Sembra invece che lo stesso affanno di cui si diceva in avvio si sia impadronito anche dei ragionamenti dei manager, che dovrebbero essere più lungimiranti. Nei giorni scorsi, Gasparotto ha esposto il problema con grande lucidità.

«Ai miei corridori ho da raccontare esperienze pratiche che a me sono costate – ha detto – io ho avuto tempo per rimediare, loro non ce l’hanno. Bisogna tirare fuori il meglio da tutte le situazioni, perché oggi il margine di errore è davvero ridotto».

Oggi si investe per cercare i primi, rovistando fra gli juniores, lasciando che gli altri smettano. Va bene che il professionismo è composto dall’elite del movimento mondiale, ma in nome di cosa chi ne faceva parte ieri, ne è fuori oggi? Non fuit in solo Roma peracta die: Roma non fu costruita in un solo giorno.

Al Tour del 2018, Dumoulin finì 2° dietro Thomas, Roglic fu 4°. Dopo il… buco del 2019, tutt’altro scenario
Al Tour del 2018, Dumoulin finì 2° dietro Thomas, Roglic fu 4°. Dopo il… buco del 2019, tutt’altro scenario

Dumoulin e Roglic

Il collegamento con il passaggio successivo del libro di Martin è a questo punto immediato. «Viviamo in un mondo che esaspera le piccole differenze – scrive il francese – che le amplia. Oggi sono diventato il leader di una squadra e come tale godo di uno status radicalmente diverso da quello di corridori che ho a malapena dominato nelle categorie amatoriali».

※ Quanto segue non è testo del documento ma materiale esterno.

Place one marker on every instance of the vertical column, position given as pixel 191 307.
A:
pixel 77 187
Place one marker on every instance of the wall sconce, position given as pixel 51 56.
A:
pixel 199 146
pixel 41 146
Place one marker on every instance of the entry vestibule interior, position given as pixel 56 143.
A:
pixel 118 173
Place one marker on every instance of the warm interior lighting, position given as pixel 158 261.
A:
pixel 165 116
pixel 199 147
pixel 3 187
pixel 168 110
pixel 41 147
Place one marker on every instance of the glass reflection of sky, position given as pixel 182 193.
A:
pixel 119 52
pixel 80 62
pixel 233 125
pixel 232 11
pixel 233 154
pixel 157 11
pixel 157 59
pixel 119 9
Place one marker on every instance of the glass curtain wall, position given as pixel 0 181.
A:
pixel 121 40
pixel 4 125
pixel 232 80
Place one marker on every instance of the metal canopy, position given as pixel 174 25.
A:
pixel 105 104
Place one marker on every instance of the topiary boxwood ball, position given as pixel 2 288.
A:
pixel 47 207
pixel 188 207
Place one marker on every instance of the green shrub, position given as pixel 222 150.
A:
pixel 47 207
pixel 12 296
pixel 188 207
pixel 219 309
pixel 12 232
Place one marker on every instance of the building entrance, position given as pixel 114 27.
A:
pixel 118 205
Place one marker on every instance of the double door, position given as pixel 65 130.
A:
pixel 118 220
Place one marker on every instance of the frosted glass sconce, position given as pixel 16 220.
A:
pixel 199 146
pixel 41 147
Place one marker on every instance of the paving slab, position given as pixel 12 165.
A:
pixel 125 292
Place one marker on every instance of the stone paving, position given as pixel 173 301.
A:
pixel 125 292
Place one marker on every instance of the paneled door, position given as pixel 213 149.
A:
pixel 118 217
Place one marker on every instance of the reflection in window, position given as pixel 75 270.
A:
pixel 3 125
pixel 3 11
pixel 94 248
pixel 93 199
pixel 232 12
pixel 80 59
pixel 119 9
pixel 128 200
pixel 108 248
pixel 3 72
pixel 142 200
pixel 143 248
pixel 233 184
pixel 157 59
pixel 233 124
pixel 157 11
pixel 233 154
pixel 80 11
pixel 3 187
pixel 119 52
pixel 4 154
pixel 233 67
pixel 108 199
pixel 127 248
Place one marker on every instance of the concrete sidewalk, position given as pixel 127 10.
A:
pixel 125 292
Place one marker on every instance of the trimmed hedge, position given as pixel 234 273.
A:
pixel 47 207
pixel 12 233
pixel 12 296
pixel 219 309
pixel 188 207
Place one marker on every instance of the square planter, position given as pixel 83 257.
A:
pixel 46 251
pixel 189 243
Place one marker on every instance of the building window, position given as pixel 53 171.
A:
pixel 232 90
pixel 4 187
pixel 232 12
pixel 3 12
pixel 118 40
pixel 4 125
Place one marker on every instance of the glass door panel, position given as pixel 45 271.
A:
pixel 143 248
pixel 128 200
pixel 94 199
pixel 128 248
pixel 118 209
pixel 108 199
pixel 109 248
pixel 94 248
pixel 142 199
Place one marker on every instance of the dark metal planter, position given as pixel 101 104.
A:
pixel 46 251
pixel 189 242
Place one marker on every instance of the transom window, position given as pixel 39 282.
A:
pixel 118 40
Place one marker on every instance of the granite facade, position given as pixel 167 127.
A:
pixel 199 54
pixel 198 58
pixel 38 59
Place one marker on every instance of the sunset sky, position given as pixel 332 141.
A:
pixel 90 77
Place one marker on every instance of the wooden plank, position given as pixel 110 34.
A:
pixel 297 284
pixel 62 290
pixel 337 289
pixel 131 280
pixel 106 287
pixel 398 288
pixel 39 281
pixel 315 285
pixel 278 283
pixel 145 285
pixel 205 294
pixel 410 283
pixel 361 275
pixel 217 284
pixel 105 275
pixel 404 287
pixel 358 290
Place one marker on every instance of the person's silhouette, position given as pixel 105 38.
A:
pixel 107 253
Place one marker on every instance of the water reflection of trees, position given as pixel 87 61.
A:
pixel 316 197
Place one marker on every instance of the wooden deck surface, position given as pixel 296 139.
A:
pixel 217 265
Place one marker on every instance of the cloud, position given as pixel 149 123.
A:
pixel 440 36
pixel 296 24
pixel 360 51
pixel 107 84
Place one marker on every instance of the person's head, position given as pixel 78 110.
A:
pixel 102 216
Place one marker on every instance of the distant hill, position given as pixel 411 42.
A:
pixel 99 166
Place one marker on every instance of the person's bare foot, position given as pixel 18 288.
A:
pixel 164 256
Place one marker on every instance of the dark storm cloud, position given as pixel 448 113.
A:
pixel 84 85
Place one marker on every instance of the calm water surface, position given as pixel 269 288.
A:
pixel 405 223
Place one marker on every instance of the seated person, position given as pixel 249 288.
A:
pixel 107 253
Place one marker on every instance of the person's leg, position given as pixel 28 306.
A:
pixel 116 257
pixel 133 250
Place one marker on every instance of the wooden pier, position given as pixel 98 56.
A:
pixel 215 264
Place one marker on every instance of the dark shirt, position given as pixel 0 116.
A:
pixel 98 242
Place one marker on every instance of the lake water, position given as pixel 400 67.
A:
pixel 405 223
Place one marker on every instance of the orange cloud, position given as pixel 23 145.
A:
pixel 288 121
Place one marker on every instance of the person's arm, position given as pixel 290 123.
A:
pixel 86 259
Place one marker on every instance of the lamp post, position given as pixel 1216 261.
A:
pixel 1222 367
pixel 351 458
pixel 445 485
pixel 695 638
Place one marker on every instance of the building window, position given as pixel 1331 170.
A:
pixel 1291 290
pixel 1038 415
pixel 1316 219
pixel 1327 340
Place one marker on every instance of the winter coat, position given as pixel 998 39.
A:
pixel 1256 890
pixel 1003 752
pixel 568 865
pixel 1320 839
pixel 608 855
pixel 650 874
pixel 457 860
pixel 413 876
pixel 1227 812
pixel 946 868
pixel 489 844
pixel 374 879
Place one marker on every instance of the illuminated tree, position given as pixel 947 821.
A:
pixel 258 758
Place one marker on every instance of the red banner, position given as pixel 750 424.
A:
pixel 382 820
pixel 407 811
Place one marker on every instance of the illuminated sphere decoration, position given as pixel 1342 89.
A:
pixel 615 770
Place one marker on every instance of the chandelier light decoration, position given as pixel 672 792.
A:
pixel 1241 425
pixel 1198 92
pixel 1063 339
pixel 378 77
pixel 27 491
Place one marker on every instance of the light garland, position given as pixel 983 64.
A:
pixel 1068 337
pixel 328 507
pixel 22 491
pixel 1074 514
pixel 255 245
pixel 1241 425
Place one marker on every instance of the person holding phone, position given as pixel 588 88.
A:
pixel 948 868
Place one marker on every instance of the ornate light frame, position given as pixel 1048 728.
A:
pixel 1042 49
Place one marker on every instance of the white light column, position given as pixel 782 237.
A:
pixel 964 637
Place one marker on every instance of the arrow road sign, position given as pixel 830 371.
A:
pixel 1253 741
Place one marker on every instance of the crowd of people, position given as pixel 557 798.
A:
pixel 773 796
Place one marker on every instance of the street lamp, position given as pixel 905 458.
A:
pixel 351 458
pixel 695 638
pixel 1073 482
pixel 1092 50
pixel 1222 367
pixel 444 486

Vengono in mente Dumoulin e Roglic, due corridori che si sono spesso sfidati prima di diventare compagni di squadra. Fino alla caduta nel Giro del 2019, lo score era tutto dalla parte dell’olandese. Poi il blackout e lo sbocciare dell’altro. In un’intervista pubblicata su Cyclingnews, uno dei tecnici della Jumbo Visma dice che l’olandese è ancora un corridore da grandi Giri e come tale potrebbe tornare al Tour de France nel 2022.

Nessuno di quelli che conosce Dumoulin lo ha mai messo in dubbio. Fra i due la differenza l’ha fatta la testa. Eppure, nonostante sia tornato ai vertici con una medaglia olimpica nella crono, c’è stato bisogno dell’intervento del preparatore. Il ciclismo era già passato oltre.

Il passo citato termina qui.